Random sampling

Random sampling, based on statistical probability theory, has two characteristics that make it extremely useful in practice to the decision maker. These are that it is possible to calculate the level of confidence and limits of accuracy of the results.

The 'level of confidence' refers to the fact that from a randomly drawn sample it is possible to work out the statistical probability that the sample is a good one. Very much like that famous toothpaste 'ring of confidence', it is heartening for a decision maker to hear from the researchers, 'these results are correct to the 95 per cent level of confidence'. What they are in effect saying is, 'there is only a one in twenty chance that this sample is a bad one'. The 95 per cent level is the most commonly used level of confidence in research and most decision makers in organizational settings are satisfied with data in which they can be assured of having this level of confidence, simply because so much other uncertainty surrounds the decision-making environment.
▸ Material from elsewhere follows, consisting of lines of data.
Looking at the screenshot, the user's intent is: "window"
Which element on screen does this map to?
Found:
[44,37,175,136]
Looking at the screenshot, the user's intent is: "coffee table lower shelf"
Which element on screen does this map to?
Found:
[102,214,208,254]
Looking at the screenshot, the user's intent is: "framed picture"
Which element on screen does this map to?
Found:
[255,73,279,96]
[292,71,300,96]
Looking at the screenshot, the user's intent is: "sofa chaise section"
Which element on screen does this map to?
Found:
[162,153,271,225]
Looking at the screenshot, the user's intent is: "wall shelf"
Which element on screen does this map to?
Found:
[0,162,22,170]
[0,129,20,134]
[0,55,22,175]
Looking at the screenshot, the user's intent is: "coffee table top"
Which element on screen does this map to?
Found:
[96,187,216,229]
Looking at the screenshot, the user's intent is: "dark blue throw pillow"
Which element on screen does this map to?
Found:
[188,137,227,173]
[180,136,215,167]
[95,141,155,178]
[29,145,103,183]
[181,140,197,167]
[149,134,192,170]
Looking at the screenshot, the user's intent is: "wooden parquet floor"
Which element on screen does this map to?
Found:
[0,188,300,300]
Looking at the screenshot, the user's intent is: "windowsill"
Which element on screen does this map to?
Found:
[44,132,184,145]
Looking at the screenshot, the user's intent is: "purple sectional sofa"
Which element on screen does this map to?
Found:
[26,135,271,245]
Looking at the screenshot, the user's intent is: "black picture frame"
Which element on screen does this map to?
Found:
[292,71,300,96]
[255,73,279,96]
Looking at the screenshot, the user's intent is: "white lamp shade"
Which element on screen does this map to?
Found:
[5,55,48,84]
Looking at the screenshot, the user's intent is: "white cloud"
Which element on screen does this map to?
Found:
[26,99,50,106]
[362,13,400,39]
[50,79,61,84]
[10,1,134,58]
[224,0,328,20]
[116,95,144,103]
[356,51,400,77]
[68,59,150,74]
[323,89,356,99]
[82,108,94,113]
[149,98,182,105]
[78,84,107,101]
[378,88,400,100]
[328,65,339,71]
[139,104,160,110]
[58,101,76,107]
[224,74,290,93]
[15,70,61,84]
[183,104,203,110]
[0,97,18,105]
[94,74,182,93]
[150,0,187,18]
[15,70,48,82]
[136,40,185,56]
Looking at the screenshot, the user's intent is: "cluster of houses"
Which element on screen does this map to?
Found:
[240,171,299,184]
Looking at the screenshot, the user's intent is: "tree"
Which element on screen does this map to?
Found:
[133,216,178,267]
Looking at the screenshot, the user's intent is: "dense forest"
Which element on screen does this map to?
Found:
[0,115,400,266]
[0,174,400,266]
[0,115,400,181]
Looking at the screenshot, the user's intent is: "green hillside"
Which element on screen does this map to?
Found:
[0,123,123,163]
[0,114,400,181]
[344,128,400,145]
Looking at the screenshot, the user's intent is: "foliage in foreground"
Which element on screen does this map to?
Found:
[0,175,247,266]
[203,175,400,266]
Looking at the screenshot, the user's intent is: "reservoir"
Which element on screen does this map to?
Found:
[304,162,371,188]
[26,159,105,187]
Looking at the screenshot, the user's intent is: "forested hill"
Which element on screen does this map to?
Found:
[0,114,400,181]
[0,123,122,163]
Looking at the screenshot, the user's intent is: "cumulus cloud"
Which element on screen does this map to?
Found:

The second practical outcome of sound sampling practice referred to is the 'limits of accuracy'. Common sense dictates that when 1000 respondents are used to calculate the views of the 3,000,000 members of the population whom they represent, then the calculation is likely to be only an approximate one. This is, sample statistics can be used to calculate population parameters only within certain limits of accuracy, rather than with spot-on precision. It also makes sense that the more respondents included in the sample, the more accurate the calculation of the population parameters is likely to be, i.e. the larger the size of the sample the narrower the range of limits of accuracy. The relationship, however, is not in direct proportion. From a sample of 1000, results may be within limits of accuracy of + or - 10 per cent. To reduce that by half, i.e. to results of + or - 5 per cent, it would be necessary to include four times as many individuals in the sample, i.e. 4000 respondents. This point about the relationship between sample size and accuracy is considered further in Section 7.5.

The third, and important, practical advantage of sampling theory is that the level of confidence and limits of accuracy required in the results can be decided in advance of the survey. Use of the appropriate statistical calculations makes it possible to determine what size of sample will be required to produce findings to those specifications. While it is not essential to be able to perform personally the statistical calculations referred to, it is important to note that the quality and validity of the findings from large-scale quantitative research surveys are determined by the appropriateness with which these calculations are carried out and statistical concepts applied.

This book aims only to introduce marketing research and does not expect the reader to be equipped with a statistical background. Nor is it felt feasible or desirable to attempt to teach that statistical background in an introductory book. In the authors' experience it is those horrifying pages of statistical calculations that cause managers who started off with an interest in learning more about marketing research to decide that perhaps the subject is not for them. However, the authors are also aware of the desire of managers in very many types of organization to undertake their own research. Advice to the would-be 'do-it-yourself' researcher is that he or she needs to know far more about sampling theory and practice than the introduction given in this chapter will provide. The same advice holds for students of market research. The purpose of the following explanation of sample selection procedures is to provide a basis for understanding why particular selection techniques are used in sample surveys and to judge their appropriateness. It will also give an appreciation of the advantages and limitations of each method.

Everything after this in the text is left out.